A tese desconsiderava inúmeros fatores de opressão dos povos indígenas. Há mais de 500 anos, eles resistem às ações que objetivavam o extermínio de todos eles. Desde então, as tentativas não cessaram. O marco legal aprovado pelos adversários dos povos originários foi uma delas. Escancaravam as terras às empresas mineradoras, aos garimpeiros, aos desmatadores, ao plantio de transgênicos e a entre outras atividades nocivas e que colocam em risco a vida dos grupos indígenas. O projeto não poupava sequer as áreas ocupadas pelos grupos arredios ou não contactados —, tratava-se de um vigoroso atentado contra a vida.
Na última sexta-feira, o presidente Luiz Inácio Lula da Silva sancionou, parcialmente, a lei. Ele teve o cuidado de vetar 34 artigos do PL, que concentravam flagrantes agressões aos direitos aos povos originários consagrados na Constituição Cidadã. Na prática, o presidente regulamentou o processo de demarcação dos territórios indígenas, medida que estava pendente há 35 anos. Em mais de três décadas, os sucessivos governos não cumpriram a determinação constitucional de demarcar os territórios no prazo de cinco anos.

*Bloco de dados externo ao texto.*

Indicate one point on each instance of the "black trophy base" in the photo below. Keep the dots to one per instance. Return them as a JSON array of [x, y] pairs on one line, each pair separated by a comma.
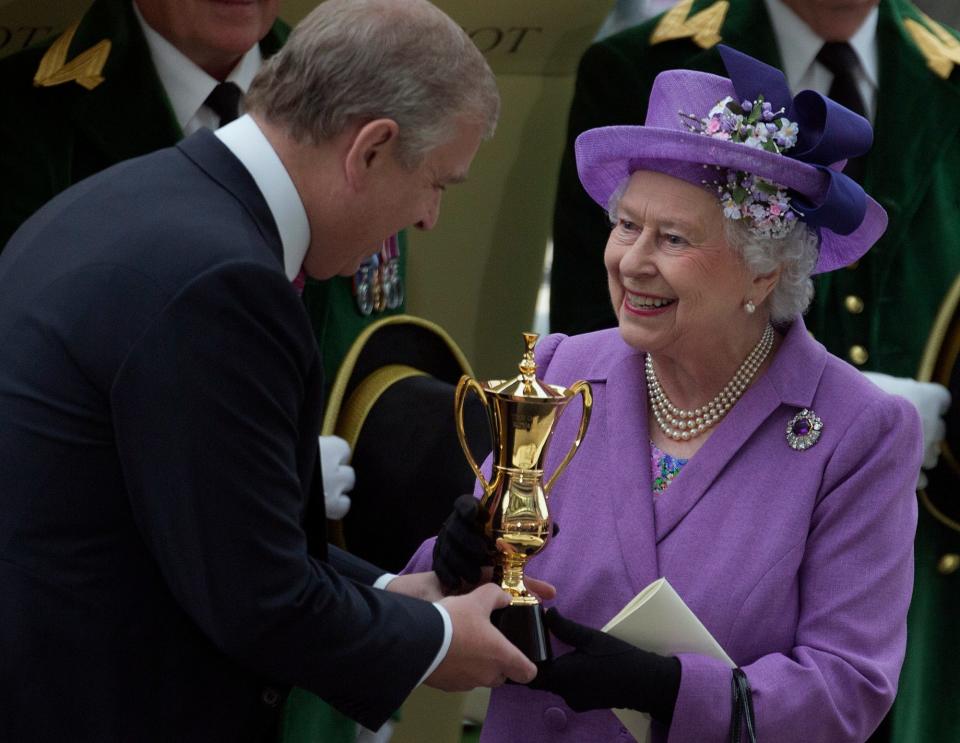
[[523, 626]]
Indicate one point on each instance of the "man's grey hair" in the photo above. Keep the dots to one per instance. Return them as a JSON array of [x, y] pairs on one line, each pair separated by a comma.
[[353, 61], [795, 254]]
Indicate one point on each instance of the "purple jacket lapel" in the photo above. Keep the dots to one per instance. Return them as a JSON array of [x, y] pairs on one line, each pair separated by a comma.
[[791, 380]]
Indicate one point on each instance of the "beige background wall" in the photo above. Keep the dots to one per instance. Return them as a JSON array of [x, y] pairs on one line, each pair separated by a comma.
[[477, 274]]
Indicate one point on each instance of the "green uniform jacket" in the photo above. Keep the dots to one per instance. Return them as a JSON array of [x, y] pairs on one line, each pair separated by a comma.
[[885, 304], [53, 137]]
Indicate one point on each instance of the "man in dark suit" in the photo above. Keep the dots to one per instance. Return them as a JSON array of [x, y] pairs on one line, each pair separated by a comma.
[[160, 392], [135, 76]]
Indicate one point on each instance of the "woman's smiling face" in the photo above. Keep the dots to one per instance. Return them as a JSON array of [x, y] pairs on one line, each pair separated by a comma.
[[676, 285]]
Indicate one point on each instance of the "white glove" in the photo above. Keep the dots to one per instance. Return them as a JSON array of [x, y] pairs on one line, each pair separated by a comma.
[[931, 400], [338, 476]]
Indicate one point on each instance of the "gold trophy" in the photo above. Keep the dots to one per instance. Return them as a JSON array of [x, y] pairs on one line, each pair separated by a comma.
[[522, 413]]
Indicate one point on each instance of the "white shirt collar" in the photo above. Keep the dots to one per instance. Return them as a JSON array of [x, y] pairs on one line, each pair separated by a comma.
[[799, 47], [186, 84], [247, 142]]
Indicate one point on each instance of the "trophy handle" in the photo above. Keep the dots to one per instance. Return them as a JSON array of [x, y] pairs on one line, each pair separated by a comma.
[[578, 388], [466, 384]]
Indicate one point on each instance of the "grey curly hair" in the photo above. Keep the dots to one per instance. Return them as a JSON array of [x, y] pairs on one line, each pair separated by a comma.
[[360, 60], [795, 254]]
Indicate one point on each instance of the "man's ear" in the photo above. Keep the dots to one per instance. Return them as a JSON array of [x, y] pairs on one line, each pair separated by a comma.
[[371, 145]]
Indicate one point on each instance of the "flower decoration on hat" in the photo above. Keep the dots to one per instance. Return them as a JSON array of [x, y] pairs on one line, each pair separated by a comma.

A decisão, alinhada com o entendimento do STF, não impede nem inibirá novas tentativas contra os direitos, os interesses e a vida dos indígenas. A expectativa dos indigenistas é de que os parlamentares inimigos farão de tudo para derrubar os vetos dos artigos, de relevante interesse dos predadores dos povos originários. Uma demonstração de absoluta insensibilidade à importância dos guardiões das florestas nacionais. Para esse grupo, a necessidade de preservação da cobertura vegetal ante os dramas causados pela mudança climática e as vidas de quem não lhes rendem dividendos não têm a menor importância. Portanto, podem ser dizimadas. A tese do marco legal era o sinal verde para uma cruzada desumana contra os povos indígenas. Significava franquia para a derrubada das florestas, pois árvores nobres derrubadas representam um caixa mais gordo.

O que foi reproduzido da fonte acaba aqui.